Sivini - Part I: Swords into Plowshares

Stories from the McFarlands ( by Bruce, from his 20008 Wycliffe speaking tour.)

"Therefore, if anyone is in Christ,

he is a new creation;

the old has gone, the new has come!"

-- 2Corinthians 5:17

One day in mid-2007, Sivini, the feared warlord of the Usarufa people came to Ukarumpa looking for farm equipment. Unbeknownst to him, at the same time there was a Translators Training Course ready to begin at Ukarumpa. The purpose [of the workshop] is to teach … translation teams the skills they need to work independently to translate God’s Word into their own language and also to become translators for other languages in PNG. Men from Sivini’s language group were to be a part of this workshop, but some of them were not able to come. Since they needed more participants from the Usarufa language, and Sivini was there at Ukarumpa, they invited him to join them in the workshop. When Sivini agreed, he had no idea that this was the hand of God working in his life … so that he could hear God’s message of salvation!


The course began and the intense study and translation of God’s Word gave Sivini a new understanding of who God is and taught him that he could have a relationship with Him.


When the students were reading the story in Genesis about Cain killing Abel and Abel’s blood calling out to God from the ground, the words pierced Sivini’s heart. He felt as if the blood of those he had killed was calling out to God from the ground.


You see, Sivini is a leader in his community and the fight commander for the Usarufa people. When someone in his village is attacked by people in a neighboring group, it is his responsibility to lead Usarufa men in seeking revenge. In this way he had killed many people. There were many times when bullets should have caught him, but they did not. For this reason, people from Sivini’s village, both young and old, respect him.
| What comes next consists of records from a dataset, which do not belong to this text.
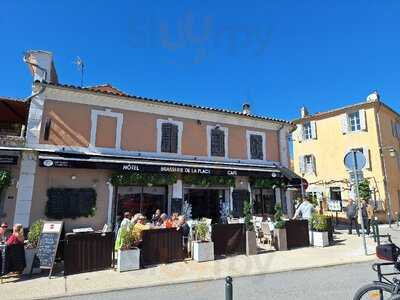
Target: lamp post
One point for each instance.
(392, 153)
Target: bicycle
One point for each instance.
(383, 288)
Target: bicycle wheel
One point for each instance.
(374, 291)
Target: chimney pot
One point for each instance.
(246, 109)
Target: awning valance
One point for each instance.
(157, 165)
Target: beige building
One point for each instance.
(89, 154)
(322, 140)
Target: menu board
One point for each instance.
(48, 243)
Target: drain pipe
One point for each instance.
(25, 59)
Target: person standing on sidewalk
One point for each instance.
(370, 213)
(352, 216)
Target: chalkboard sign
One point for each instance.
(48, 244)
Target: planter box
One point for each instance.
(320, 239)
(203, 251)
(251, 243)
(29, 256)
(280, 239)
(128, 260)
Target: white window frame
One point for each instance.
(93, 130)
(264, 142)
(160, 122)
(226, 131)
(307, 131)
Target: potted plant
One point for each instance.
(203, 248)
(319, 225)
(128, 254)
(251, 237)
(280, 238)
(31, 248)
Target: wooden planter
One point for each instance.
(251, 243)
(280, 239)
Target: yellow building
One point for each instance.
(321, 141)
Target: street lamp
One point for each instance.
(392, 153)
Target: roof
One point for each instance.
(110, 90)
(345, 108)
(13, 110)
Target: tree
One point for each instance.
(364, 190)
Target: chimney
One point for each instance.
(246, 109)
(373, 97)
(41, 65)
(303, 112)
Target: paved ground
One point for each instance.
(348, 249)
(330, 283)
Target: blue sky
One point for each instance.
(279, 55)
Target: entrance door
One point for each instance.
(144, 200)
(205, 203)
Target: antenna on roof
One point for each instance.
(81, 67)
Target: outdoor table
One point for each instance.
(162, 245)
(297, 233)
(229, 238)
(89, 251)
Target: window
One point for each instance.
(354, 121)
(264, 202)
(169, 138)
(217, 142)
(307, 132)
(308, 163)
(255, 145)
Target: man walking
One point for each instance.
(352, 216)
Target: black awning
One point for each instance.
(156, 165)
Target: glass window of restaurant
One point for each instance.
(206, 203)
(142, 199)
(263, 201)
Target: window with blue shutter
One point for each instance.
(217, 142)
(169, 138)
(256, 146)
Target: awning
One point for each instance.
(147, 165)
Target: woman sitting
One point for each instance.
(17, 237)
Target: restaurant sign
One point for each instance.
(147, 167)
(8, 160)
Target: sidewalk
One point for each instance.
(347, 249)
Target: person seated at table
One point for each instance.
(138, 228)
(167, 222)
(3, 230)
(175, 219)
(17, 237)
(135, 218)
(156, 217)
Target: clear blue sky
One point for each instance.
(277, 54)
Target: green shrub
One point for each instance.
(201, 231)
(319, 223)
(34, 233)
(248, 216)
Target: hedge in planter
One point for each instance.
(66, 203)
(121, 179)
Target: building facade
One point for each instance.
(322, 140)
(91, 153)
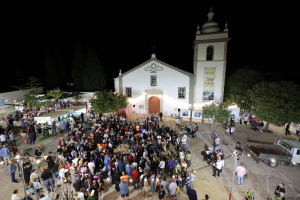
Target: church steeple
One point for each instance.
(210, 26)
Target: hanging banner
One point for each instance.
(209, 83)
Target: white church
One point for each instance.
(155, 86)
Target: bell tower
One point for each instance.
(210, 50)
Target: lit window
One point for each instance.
(153, 80)
(209, 53)
(181, 93)
(128, 92)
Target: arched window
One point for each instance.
(210, 53)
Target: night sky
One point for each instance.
(264, 37)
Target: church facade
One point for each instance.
(155, 86)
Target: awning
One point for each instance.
(50, 116)
(73, 109)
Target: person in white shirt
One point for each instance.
(91, 166)
(217, 141)
(81, 194)
(177, 121)
(162, 166)
(218, 167)
(3, 138)
(172, 189)
(245, 120)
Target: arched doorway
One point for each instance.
(154, 105)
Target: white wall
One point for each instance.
(218, 61)
(11, 97)
(218, 80)
(116, 80)
(218, 50)
(168, 81)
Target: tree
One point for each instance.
(78, 65)
(32, 94)
(51, 78)
(209, 111)
(238, 84)
(93, 74)
(108, 101)
(275, 102)
(77, 97)
(219, 113)
(56, 93)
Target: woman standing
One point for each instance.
(37, 187)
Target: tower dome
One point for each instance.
(210, 26)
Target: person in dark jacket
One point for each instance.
(192, 194)
(32, 137)
(50, 161)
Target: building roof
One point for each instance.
(153, 58)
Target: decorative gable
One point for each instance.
(153, 68)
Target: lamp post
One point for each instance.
(22, 171)
(235, 154)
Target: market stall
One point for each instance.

But when the students were translating the story of Cain and Abel, God spoke to Sivini’s heart. He knew he had been wrong and he wanted to be clean from his past. The next Sunday at the Pidgin-language church service in Ukarumpa, Sivini went forward to repent of his past and to ask for prayer. God lifted the burdens he had carried for many years. David Wake, the Summer Institute of Language Advocate for his language group, says even Sivini’s looks have changed since he accepted Jesus because now he no longer carries the weight of the guilt from his past. Who but Jesus could do such a wonderful thing?


Sivini knows he cannot continue as the fight leader in his village. Instead, he wants to spend his time helping the translation team in turning God’s “talk” into the Usarufa language, so that his people can know the Lord, too. He wants them to find peace, freedom and forgiveness from sin – just like he has!